Yes indeed, it is another Transmetropolitan review. It will be the last one for a while, as I had to return the library copies today after renewing them the maximum amount of times. I want to extend the experience of reading this series for as long as possible, I’m all about delayed gratification. Though my compulsion is to speed through the second half of the series, I know that taking my time with Spider and his world will be, ultimately, more rewarding.

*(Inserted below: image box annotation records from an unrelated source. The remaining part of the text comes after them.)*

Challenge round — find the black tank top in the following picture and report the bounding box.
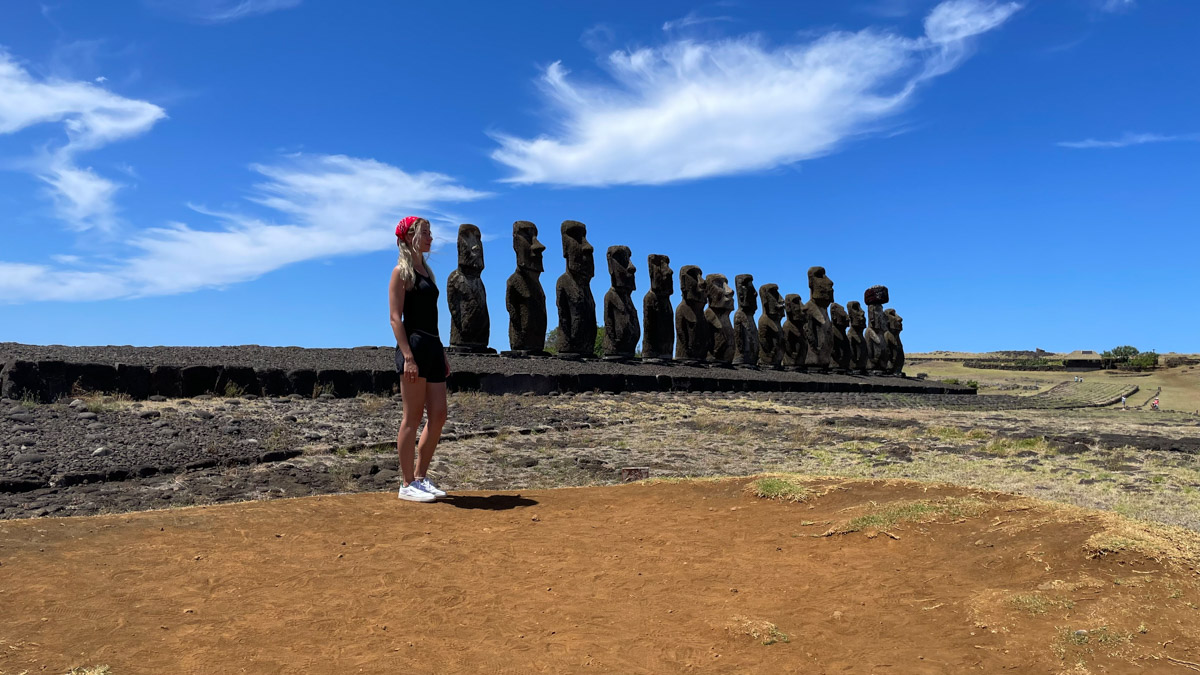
[403,265,438,336]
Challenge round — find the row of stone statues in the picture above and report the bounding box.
[446,220,905,375]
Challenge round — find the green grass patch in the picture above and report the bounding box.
[1008,593,1075,616]
[746,476,812,502]
[925,426,991,441]
[826,497,989,536]
[983,437,1055,458]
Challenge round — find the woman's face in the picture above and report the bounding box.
[413,226,433,253]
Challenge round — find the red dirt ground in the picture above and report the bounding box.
[0,479,1200,675]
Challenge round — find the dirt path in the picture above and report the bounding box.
[0,479,1200,675]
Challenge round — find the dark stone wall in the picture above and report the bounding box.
[0,350,974,402]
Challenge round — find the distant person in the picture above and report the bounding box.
[388,216,450,502]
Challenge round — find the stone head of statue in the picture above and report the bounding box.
[646,253,674,295]
[458,223,484,270]
[758,283,784,321]
[863,286,888,306]
[883,310,904,335]
[563,220,596,279]
[784,293,804,323]
[704,273,733,312]
[829,303,850,333]
[512,220,546,274]
[809,267,833,307]
[608,246,637,291]
[846,300,866,331]
[679,265,708,305]
[733,274,758,313]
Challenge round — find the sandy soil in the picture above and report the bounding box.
[0,479,1200,675]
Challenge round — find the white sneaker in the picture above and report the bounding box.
[409,478,446,497]
[400,480,436,502]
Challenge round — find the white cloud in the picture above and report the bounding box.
[1098,0,1138,12]
[1056,133,1200,150]
[0,48,167,229]
[662,12,733,32]
[492,0,1019,186]
[143,0,301,23]
[0,155,487,303]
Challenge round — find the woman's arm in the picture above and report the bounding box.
[388,268,413,363]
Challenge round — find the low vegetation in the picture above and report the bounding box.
[728,616,791,645]
[746,476,812,502]
[818,497,989,537]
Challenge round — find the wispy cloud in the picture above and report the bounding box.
[492,0,1019,186]
[1056,133,1200,149]
[1096,0,1138,12]
[143,0,301,24]
[662,12,733,32]
[0,48,167,231]
[0,155,487,304]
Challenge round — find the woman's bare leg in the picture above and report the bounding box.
[396,377,427,485]
[415,380,446,478]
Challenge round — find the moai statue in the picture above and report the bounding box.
[642,253,674,363]
[704,274,733,366]
[782,293,809,370]
[733,274,758,368]
[846,300,866,375]
[676,265,713,365]
[758,283,784,369]
[446,223,496,354]
[804,267,833,371]
[883,310,904,375]
[504,220,546,357]
[554,220,596,358]
[863,281,888,372]
[829,303,851,374]
[604,246,642,359]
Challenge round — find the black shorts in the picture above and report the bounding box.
[396,331,446,384]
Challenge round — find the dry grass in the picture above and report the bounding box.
[816,497,991,537]
[1008,593,1075,616]
[983,437,1056,458]
[905,352,1200,412]
[726,616,791,645]
[72,390,133,413]
[359,394,391,416]
[1084,512,1200,576]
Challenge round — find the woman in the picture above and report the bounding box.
[388,216,450,502]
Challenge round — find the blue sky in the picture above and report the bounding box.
[0,0,1200,352]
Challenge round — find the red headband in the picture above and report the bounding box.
[396,216,421,239]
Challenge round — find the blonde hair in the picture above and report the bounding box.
[396,219,433,291]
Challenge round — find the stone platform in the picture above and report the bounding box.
[0,342,974,402]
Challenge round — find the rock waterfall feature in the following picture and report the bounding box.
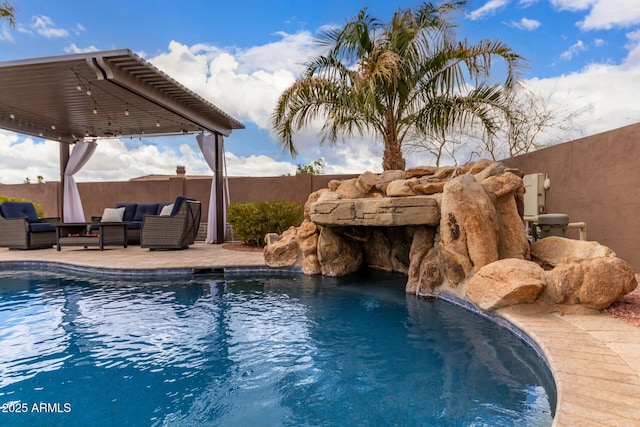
[264,160,637,310]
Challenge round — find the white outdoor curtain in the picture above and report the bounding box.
[62,140,98,222]
[196,133,227,244]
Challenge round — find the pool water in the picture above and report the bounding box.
[0,271,556,426]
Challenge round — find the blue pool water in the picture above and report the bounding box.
[0,271,556,426]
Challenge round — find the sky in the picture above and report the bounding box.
[0,0,640,184]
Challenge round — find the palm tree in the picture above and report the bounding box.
[0,0,16,28]
[272,1,523,170]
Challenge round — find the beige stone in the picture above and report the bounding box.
[355,171,379,194]
[300,254,322,276]
[364,228,393,272]
[531,236,616,269]
[440,175,499,284]
[416,244,444,297]
[473,162,505,182]
[335,178,365,199]
[303,188,328,220]
[482,172,524,197]
[540,256,638,310]
[467,159,494,175]
[327,179,342,191]
[386,178,418,197]
[466,258,546,311]
[433,166,457,179]
[318,227,363,276]
[403,166,437,179]
[263,227,301,268]
[376,170,404,195]
[296,221,319,257]
[310,196,440,227]
[496,194,531,260]
[413,181,446,194]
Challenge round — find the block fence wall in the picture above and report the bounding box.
[0,123,640,272]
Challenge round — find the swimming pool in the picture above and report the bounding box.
[0,271,556,426]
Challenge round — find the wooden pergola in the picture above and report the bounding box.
[0,49,244,242]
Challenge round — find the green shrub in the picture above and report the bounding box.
[227,200,302,246]
[0,196,44,218]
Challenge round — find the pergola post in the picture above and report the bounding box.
[213,132,227,244]
[58,142,69,218]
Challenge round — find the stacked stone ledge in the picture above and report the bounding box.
[264,160,637,310]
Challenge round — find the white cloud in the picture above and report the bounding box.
[560,40,587,61]
[64,43,99,53]
[149,32,314,130]
[550,0,640,30]
[0,129,60,184]
[579,0,640,30]
[511,18,541,31]
[0,24,14,43]
[31,15,69,39]
[225,153,296,176]
[467,0,511,20]
[527,36,640,137]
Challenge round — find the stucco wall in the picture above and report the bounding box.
[0,174,357,226]
[0,124,640,271]
[503,124,640,271]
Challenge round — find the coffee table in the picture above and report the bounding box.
[53,222,129,251]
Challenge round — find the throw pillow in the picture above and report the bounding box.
[100,206,125,222]
[160,203,173,216]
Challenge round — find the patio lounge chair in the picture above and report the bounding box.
[140,200,201,250]
[0,202,60,249]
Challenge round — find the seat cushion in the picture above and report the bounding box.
[0,202,40,222]
[158,203,173,216]
[133,203,158,221]
[29,222,56,233]
[171,196,196,216]
[127,221,142,230]
[116,203,138,221]
[100,206,126,222]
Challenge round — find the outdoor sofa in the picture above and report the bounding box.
[0,202,60,249]
[92,196,194,245]
[140,200,202,250]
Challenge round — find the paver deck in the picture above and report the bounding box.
[0,243,640,427]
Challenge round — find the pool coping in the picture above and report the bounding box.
[0,245,640,426]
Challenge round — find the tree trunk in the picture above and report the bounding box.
[382,143,407,170]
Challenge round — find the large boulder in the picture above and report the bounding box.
[440,174,499,285]
[496,194,531,260]
[386,178,418,197]
[296,220,322,275]
[262,227,300,268]
[466,258,546,311]
[540,256,638,310]
[355,171,379,194]
[405,226,436,294]
[531,236,616,270]
[335,178,366,199]
[310,193,440,227]
[318,227,364,276]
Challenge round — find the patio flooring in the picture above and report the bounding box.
[0,242,640,427]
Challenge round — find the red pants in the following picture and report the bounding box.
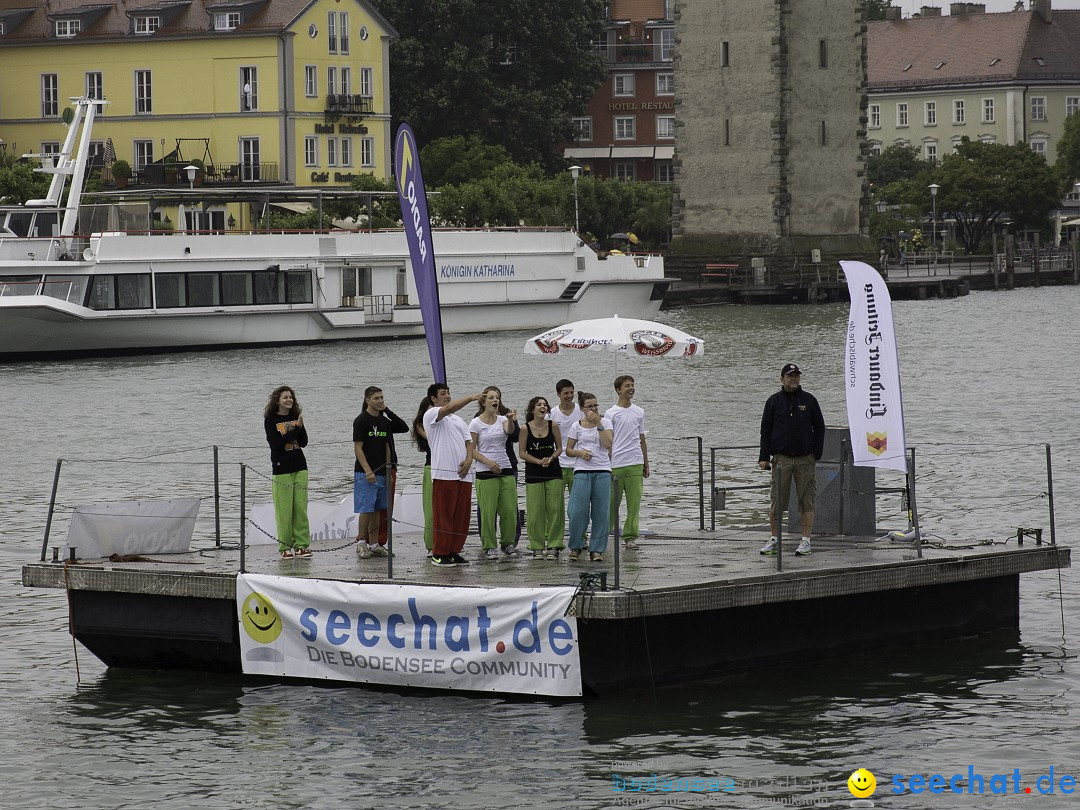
[431,478,472,557]
[375,467,397,545]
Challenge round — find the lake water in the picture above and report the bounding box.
[0,287,1080,809]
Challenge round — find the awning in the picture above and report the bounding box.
[563,146,611,160]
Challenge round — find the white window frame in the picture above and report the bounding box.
[53,19,82,39]
[41,73,60,118]
[132,15,161,37]
[611,73,634,98]
[214,11,240,31]
[1030,96,1047,121]
[135,70,153,116]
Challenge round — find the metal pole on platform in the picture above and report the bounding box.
[1041,443,1057,546]
[41,458,64,563]
[214,445,221,545]
[772,456,781,571]
[697,436,705,531]
[907,447,922,559]
[240,464,247,573]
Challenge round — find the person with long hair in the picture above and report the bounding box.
[566,392,612,563]
[262,386,311,559]
[469,386,517,559]
[413,394,431,557]
[517,396,566,559]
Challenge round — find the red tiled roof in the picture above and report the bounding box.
[866,11,1080,87]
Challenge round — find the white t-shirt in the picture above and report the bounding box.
[423,405,475,482]
[469,416,510,472]
[566,417,611,473]
[604,403,645,468]
[548,404,585,470]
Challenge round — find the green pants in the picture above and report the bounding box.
[525,478,566,551]
[421,467,431,551]
[271,470,311,551]
[476,475,517,549]
[608,464,645,543]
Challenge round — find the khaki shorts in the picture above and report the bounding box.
[769,453,818,515]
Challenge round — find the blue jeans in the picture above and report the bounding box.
[567,470,611,554]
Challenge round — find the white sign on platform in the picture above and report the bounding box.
[840,261,907,472]
[237,573,581,697]
[67,498,201,559]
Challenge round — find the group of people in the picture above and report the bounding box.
[264,375,649,567]
[264,363,825,567]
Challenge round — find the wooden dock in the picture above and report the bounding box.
[23,529,1070,693]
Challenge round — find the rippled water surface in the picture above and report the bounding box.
[0,288,1080,808]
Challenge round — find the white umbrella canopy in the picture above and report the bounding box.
[525,315,705,357]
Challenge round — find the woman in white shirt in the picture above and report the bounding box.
[469,386,517,559]
[566,393,612,563]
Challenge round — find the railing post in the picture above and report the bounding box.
[214,445,221,546]
[41,458,64,563]
[1045,443,1057,553]
[240,464,247,573]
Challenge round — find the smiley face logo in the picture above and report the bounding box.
[848,768,877,799]
[240,591,281,644]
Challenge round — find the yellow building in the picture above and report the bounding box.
[0,0,397,198]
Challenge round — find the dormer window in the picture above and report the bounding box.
[54,19,82,39]
[214,11,240,31]
[135,16,161,36]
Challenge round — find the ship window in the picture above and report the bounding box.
[285,270,311,303]
[188,273,221,307]
[86,275,117,309]
[221,273,252,307]
[157,273,188,307]
[41,275,86,306]
[0,275,41,298]
[117,273,153,309]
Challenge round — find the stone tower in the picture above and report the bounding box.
[673,0,873,260]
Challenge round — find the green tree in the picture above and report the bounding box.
[375,0,606,170]
[924,138,1061,253]
[0,151,52,205]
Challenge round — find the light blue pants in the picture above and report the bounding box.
[567,470,611,554]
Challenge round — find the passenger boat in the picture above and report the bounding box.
[0,99,671,361]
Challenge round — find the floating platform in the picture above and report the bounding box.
[23,529,1070,694]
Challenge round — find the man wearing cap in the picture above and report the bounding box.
[757,363,825,556]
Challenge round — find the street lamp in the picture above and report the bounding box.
[927,183,941,275]
[570,166,581,233]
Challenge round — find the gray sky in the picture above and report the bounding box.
[893,0,1080,11]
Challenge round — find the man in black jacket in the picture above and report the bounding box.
[757,363,825,556]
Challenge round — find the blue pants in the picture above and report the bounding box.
[567,470,611,554]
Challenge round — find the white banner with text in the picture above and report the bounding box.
[237,573,581,697]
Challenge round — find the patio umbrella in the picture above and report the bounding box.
[525,315,705,357]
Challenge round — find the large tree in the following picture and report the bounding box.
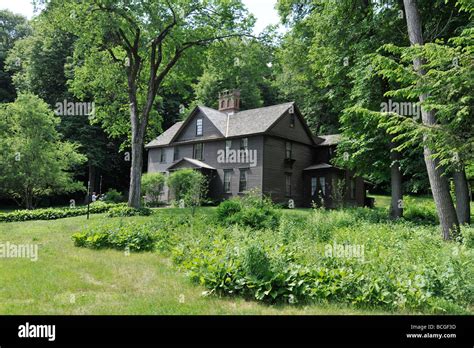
[0,10,30,102]
[403,0,459,239]
[40,0,253,207]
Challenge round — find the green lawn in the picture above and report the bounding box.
[0,212,400,315]
[0,196,470,315]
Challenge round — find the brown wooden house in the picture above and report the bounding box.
[146,91,366,208]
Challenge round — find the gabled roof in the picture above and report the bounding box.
[145,121,184,148]
[145,102,319,148]
[303,163,343,170]
[227,102,294,137]
[319,134,342,146]
[168,157,216,170]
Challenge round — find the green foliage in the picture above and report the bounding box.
[72,222,156,252]
[217,199,242,221]
[403,197,439,225]
[194,38,276,110]
[167,169,207,212]
[461,226,474,249]
[0,94,85,209]
[0,10,30,103]
[217,192,281,230]
[172,208,474,313]
[104,189,123,203]
[142,173,165,205]
[242,244,271,279]
[0,202,120,222]
[107,206,153,217]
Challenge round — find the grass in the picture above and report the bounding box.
[0,212,396,315]
[0,196,470,315]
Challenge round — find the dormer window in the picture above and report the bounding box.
[285,141,293,160]
[196,118,202,137]
[290,113,295,128]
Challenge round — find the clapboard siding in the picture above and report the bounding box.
[268,109,313,145]
[263,136,313,206]
[174,111,222,142]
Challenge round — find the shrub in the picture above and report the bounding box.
[217,199,242,221]
[217,193,281,230]
[243,244,271,279]
[0,202,116,222]
[72,224,157,251]
[103,189,123,203]
[172,207,474,313]
[142,173,165,205]
[403,197,439,225]
[168,169,207,215]
[107,206,153,217]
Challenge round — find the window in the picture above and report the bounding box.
[240,138,249,163]
[160,149,166,163]
[224,169,234,193]
[239,169,248,192]
[285,141,293,159]
[196,118,202,136]
[173,146,179,161]
[319,176,326,196]
[285,173,291,197]
[350,178,356,199]
[193,143,204,161]
[225,140,232,158]
[311,177,318,197]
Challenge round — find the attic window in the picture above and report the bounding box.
[285,141,293,160]
[196,118,202,136]
[290,113,295,128]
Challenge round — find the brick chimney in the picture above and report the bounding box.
[219,89,240,114]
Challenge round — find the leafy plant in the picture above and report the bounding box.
[104,189,123,203]
[107,206,153,217]
[72,223,157,251]
[142,173,165,205]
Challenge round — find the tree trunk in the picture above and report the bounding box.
[128,94,145,208]
[403,0,459,240]
[128,139,143,208]
[390,143,403,220]
[25,189,33,210]
[84,161,96,204]
[453,168,471,224]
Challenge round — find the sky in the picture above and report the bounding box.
[0,0,279,34]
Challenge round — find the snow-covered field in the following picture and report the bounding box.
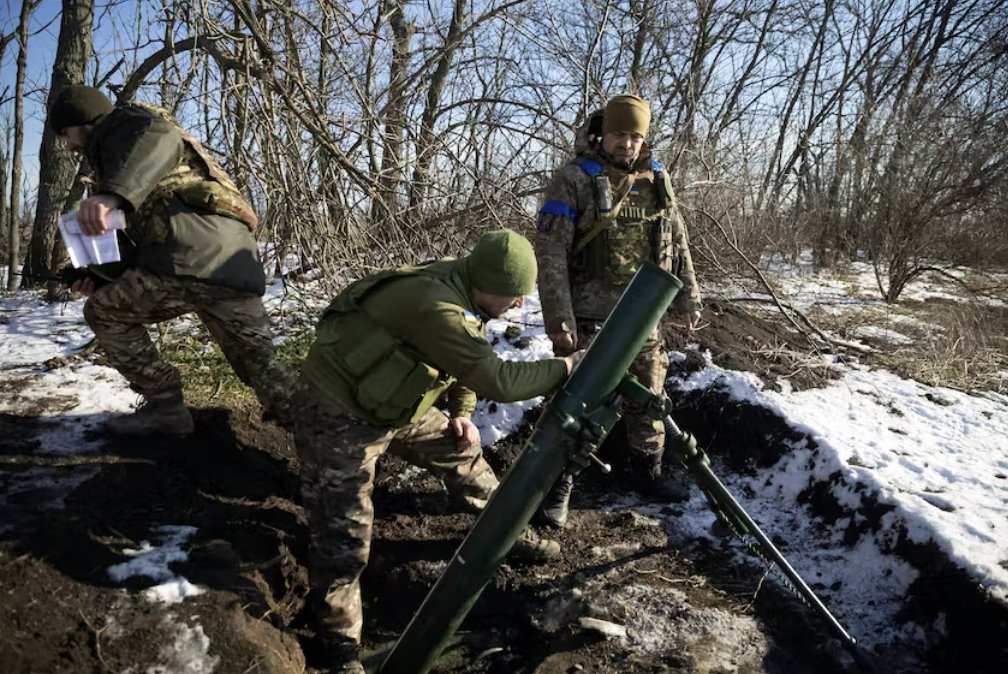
[0,259,1008,668]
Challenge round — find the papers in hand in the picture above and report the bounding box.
[59,210,126,267]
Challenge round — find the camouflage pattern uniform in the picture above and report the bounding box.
[533,133,702,471]
[294,260,566,653]
[85,105,293,418]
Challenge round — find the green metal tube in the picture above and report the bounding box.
[379,263,682,674]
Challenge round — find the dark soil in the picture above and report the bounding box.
[0,306,1008,674]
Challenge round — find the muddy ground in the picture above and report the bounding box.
[0,305,1008,674]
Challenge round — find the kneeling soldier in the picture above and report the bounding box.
[294,230,583,673]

Overthinking reading habits aside, Transmetropolitan: Volume Five, Lonely City sees rogue journalist Spider Jerusalem coming to terms with the new political regime in the wake of “The Smiler” Callahan’s landslide victory. The futuristic nightmare of the City seems forever doomed to political corruption, with Jerusalem investigating a pornography scandal involving a city senator. Using his myriad of technological mischief devices and questionable underground contacts, Spider gets to the bottom of the story – but whether he is able to bring justice to those involved is another question.
Hi. I’m Spider Jerusalem. I smoke. I take drugs. I drink. I wash every six weeks. I masturbate constantly and fling my steaming poison semen down from my window into your hair and food. I’m a rich and respected columnist for a major metropolitan newspaper. I live with two beautiful women in the city’s most expensive and select community. Being a bastard works.
The same technological devices that aid Spider in his quest for the truth are also used by gangs in Lonely City to commit heinous crimes. A G-Reader, a device that “reads genomes, hunts down rogue scraps of genetic structure, that sort of thing”, is used on people who have traces of genetic modifications. Spider senses something rotten at the heart of the case, and sets out onto the streets to try and set things straight. Uncovering details of police corruption and their intentional burial of the hate crime, Spider and his assistants are implicated in a police sanctioned riot. In the process of writing his story, the true nature of Callahan’s new regime is revealed. Spider’s column is censored, blacklisted from being published anywhere, by the Callahan administration. It is, as Spider so eloquently puts it, “the start of something fucking disgusting.”
Though Callahan himself is largely absent from this volume, his all too powerful presence is felt in this act of blatant censorship. The fear it inspired in Spider Jerusalem cements the horror of the Callahan administration. It is the beginning of something truly atrocious, and the set up and censorship of our journalistic antiheroes is only the proverbial tip of the iceberg. In an imagined future where anything and everything is permissible, surely censorship of the written word is the ultimate revenge on the trouble-making Spider Jerusalem. In its treatment of corruption and censorship, Transmetropolitan continues to prove eerily prescient, and this volume is perhaps necessarily less hopeful and bleaker in outlook.